Poster
GALAXY: Graph-based Active Learning at the Extreme
Jifan Zhang · Julian Katz-Samuels · Robert Nowak
Hall E #637
Keywords: [ Deep Learning ] [ T: Active Learning and Interactive Learning ] [ MISC: Online Learning, Active Learning and Bandits ]
Active learning is a label-efficient approach to train highly effective models while interactively selecting only small subsets of unlabelled data for labelling and training. In ``open world" settings, the classes of interest can make up a small fraction of the overall dataset -- most of the data may be viewed as an out-of-distribution or irrelevant class. This leads to extreme class-imbalance, and our theory and methods focus on this core issue.
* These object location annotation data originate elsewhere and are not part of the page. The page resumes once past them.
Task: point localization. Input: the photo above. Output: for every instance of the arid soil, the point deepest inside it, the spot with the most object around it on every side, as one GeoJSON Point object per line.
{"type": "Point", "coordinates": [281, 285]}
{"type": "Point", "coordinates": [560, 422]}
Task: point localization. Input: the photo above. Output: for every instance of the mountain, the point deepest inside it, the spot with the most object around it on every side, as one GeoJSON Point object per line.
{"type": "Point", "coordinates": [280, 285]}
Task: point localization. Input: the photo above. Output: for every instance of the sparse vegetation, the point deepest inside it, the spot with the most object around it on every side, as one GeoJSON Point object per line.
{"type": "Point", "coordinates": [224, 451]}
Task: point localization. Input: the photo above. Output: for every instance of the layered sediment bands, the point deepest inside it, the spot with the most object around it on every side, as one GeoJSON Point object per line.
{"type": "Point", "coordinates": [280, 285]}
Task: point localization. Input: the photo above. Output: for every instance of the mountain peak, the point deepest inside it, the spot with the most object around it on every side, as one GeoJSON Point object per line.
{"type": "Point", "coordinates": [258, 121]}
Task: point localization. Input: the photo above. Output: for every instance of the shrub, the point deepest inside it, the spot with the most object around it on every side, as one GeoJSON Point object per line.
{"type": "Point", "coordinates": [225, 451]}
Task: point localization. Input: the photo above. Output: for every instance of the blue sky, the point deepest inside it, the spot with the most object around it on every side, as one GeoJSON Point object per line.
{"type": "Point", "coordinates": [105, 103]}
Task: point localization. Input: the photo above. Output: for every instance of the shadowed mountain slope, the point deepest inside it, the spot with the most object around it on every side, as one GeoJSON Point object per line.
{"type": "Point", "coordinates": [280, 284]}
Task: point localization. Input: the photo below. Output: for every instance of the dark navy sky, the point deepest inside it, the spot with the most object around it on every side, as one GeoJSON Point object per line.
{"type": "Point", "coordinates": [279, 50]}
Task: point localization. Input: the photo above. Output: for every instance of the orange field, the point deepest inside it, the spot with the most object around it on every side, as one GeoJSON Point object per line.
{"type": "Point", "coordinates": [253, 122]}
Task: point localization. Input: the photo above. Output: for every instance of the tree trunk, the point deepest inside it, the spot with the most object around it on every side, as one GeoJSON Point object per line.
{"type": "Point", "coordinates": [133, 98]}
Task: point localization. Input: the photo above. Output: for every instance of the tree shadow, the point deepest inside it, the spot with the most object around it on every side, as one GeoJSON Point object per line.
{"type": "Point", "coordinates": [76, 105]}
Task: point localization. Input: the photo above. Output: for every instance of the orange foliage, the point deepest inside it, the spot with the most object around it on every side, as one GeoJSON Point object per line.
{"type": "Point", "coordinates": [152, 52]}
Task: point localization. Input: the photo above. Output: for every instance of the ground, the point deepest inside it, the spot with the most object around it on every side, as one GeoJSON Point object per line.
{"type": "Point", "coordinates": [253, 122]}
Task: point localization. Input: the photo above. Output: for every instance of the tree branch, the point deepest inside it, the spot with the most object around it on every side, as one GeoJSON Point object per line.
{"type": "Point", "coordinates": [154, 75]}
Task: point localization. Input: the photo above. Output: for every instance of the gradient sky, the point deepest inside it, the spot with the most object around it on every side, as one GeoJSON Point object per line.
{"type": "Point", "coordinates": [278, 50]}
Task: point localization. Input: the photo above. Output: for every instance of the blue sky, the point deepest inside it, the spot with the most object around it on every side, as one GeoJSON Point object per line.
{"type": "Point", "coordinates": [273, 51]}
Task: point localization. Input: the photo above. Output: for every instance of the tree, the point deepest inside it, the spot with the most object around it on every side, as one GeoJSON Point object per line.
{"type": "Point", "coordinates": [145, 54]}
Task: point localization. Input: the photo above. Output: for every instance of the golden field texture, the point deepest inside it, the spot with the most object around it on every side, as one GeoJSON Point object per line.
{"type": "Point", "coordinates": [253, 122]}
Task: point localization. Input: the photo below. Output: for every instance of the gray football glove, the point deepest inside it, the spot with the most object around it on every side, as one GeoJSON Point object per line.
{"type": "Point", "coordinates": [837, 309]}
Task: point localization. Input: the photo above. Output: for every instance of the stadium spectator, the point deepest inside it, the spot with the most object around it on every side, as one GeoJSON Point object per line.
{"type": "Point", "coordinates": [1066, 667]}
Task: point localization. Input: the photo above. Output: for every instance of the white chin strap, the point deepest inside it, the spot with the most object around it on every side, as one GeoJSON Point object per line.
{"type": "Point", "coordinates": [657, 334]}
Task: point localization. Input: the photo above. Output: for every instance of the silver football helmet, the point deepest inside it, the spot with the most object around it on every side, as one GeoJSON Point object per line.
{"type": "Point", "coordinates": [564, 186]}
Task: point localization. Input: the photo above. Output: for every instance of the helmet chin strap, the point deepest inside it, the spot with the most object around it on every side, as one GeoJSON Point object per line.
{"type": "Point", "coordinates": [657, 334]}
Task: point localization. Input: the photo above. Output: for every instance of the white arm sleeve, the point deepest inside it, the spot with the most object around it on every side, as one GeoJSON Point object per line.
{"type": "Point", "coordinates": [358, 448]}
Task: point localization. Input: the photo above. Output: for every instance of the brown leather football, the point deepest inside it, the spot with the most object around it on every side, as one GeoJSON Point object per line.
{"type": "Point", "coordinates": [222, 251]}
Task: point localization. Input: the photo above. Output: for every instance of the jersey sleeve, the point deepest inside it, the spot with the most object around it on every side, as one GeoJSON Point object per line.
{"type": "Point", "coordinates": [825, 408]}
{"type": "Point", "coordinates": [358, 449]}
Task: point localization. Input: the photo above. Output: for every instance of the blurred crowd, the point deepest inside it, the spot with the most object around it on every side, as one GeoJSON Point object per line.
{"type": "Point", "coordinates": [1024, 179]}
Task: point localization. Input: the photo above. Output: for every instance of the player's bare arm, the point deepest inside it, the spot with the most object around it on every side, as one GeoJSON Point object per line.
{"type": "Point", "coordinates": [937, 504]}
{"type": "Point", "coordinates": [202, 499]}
We propose a new strategy for active learning called GALAXY (Graph-based Active Learning At the eXtrEme), which blends ideas from graph-based active learning and deep learning. GALAXY automatically and adaptively selects more class-balanced examples for labeling than most other methods for active learning. Our theory shows that GALAXY performs a refined form of uncertainty sampling that gathers a much more class-balanced dataset than vanilla uncertainty sampling. Experimentally, we demonstrate GALAXY's superiority over existing state-of-art deep active learning algorithms in unbalanced vision classification settings generated from popular datasets.